Americans and others across the globe continue to be fascinated by the famous deaf-blind woman who died in 1968 at the age of 88. Yet it is hard to imagine her as anything but the innocent, inspirational seven-year-old taught by Anne Sullivan to fingerspell "water" at the famous Tuscumbia, Alabama water pump. During Keller's lifetime, as she unsuccessfully tried to make a living by writing, she grew frustrated that editors and the reading public wanted only to read of her disability (and primarily of her experience as a child with a disability). She painfully realized that much of her reading public could only behold her with pity and wonder.

Hindered by attitudes about disability that mired her in childhood regardless of her age, she struggled throughout her lifetime against the perception that her disability rendered her incapable of forming her own political opinions and of participating in public life. In one moment of frustration during 1913, the famous deaf-blind honours graduate of Radcliffe College, the scholar fluent in French, German, Greek and Latin, responded, "I have the advantage of a mind trained to think, and that is the difference between myself and most people, not my blindness and their sight." To those who pitied her, she responded to their hostile good intentions by saying, "I do not want their pity; I would not change places with one of them. I know what I am talking about."

Despite our continued fascination with Helen Keller, we still tend to behold her only with pity and wonder. By doing so, we do harm to her and other people with disabilities. She was a complex, sometimes contradictory, always intelligent woman who read widely in politics and fiction, treasured her dear friends and her dogs, thrived on international travel, embraced the sensual, and loved the sophisticated as well as hotdogs and scotch. She always struggled with her simultaneous disgust at the economic inequalities of capitalism and her dependence on the wealthy for economic support. Moving beyond pity and wonder to remember her in her full humanity is not throwing dirt at a historical saint; instead, it is an act of honour that she fought for during her own lifetime.

Whether and how we memorialize Keller matters a great deal--to her memory, but perhaps more importantly, to the lives of Americans with disabilities today. Her humanity did not begin at the pump in a symbolic baptism that enabled her to conquer her disability. She was not a superhero who accomplished everything through only a cheerful attitude. By continuing to remember her in these ways, we have created a culture in which pity and wonder are our primary responses to people with disabilities. Remembering her in these ways allows us to ignore the attitudes, social structures, and outright discrimination that frustrated her. Remembering her and other people with disabilities in these ways excuses us from facing contemporary employment discrimination against people with disabilities, social welfare policies that demand dependency and nursing homes rather than facilitate independent living, and the present judicial and legislative erosion of the 1990 Americans with Disabilities Act.
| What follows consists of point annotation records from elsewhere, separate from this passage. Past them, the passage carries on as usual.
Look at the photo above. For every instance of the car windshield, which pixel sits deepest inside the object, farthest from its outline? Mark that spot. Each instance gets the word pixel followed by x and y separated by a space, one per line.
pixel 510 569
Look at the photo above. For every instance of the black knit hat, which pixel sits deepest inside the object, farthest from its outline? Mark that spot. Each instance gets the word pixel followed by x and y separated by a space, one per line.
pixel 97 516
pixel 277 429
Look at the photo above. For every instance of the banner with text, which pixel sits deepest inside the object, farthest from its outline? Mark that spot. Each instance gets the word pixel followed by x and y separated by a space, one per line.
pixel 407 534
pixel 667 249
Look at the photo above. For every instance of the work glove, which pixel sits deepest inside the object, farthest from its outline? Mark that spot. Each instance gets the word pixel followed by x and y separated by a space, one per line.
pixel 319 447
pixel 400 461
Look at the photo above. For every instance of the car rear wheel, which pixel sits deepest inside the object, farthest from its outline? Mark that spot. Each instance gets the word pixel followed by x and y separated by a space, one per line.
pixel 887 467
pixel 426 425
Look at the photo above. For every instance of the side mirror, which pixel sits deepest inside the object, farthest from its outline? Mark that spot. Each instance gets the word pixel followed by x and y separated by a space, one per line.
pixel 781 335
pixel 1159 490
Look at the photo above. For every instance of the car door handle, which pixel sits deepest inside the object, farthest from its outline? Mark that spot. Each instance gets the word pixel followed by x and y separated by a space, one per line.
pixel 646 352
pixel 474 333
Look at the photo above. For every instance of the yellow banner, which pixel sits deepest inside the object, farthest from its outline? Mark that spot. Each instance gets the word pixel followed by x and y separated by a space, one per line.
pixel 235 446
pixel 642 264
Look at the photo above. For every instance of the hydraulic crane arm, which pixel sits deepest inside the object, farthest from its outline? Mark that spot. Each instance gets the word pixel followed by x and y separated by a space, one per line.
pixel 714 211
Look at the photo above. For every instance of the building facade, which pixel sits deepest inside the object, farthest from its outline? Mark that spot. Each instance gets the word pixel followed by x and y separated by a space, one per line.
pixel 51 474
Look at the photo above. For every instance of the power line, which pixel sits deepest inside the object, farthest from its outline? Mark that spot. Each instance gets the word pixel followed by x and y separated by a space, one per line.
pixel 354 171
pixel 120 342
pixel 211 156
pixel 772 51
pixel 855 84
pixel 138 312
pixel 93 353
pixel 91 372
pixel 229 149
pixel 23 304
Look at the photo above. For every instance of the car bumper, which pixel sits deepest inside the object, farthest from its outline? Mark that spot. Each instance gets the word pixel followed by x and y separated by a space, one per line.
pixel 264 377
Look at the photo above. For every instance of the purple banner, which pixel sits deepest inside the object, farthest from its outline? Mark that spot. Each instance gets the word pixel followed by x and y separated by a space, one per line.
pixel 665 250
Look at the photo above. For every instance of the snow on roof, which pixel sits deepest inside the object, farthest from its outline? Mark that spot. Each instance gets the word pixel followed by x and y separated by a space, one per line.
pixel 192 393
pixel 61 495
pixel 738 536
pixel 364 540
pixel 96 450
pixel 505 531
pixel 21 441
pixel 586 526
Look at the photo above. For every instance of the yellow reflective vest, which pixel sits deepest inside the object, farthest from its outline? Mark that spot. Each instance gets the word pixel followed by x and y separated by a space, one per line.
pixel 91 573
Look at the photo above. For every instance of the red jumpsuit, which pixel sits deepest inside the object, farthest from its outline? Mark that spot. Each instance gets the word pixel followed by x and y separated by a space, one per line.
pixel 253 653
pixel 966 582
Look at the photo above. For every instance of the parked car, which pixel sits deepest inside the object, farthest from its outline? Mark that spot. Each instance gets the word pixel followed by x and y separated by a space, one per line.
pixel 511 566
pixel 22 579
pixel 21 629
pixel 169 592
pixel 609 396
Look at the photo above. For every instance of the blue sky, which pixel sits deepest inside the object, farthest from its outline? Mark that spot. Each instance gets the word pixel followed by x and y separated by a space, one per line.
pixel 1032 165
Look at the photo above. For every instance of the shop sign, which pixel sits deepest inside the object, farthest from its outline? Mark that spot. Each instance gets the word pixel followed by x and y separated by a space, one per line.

Only by moving away from pity and wonder and towards full acceptance can our nation focus on the real issues of physical access, jobs, attitudes, and support for independent living. Only once we move beyond stereotypes can we realize the important and varied contributions disabled people make to our vibrant society. Recognizing Keller as the complex, intelligent and caring adult she was would truly be an appropriate memorial to her on her 125th birthday.

Ms. Nielsen is associate professor at the University of Wisconsin-Green Bay. Her books include The Radical Lives of Helen Keller and Helen Keller: Selected Writings.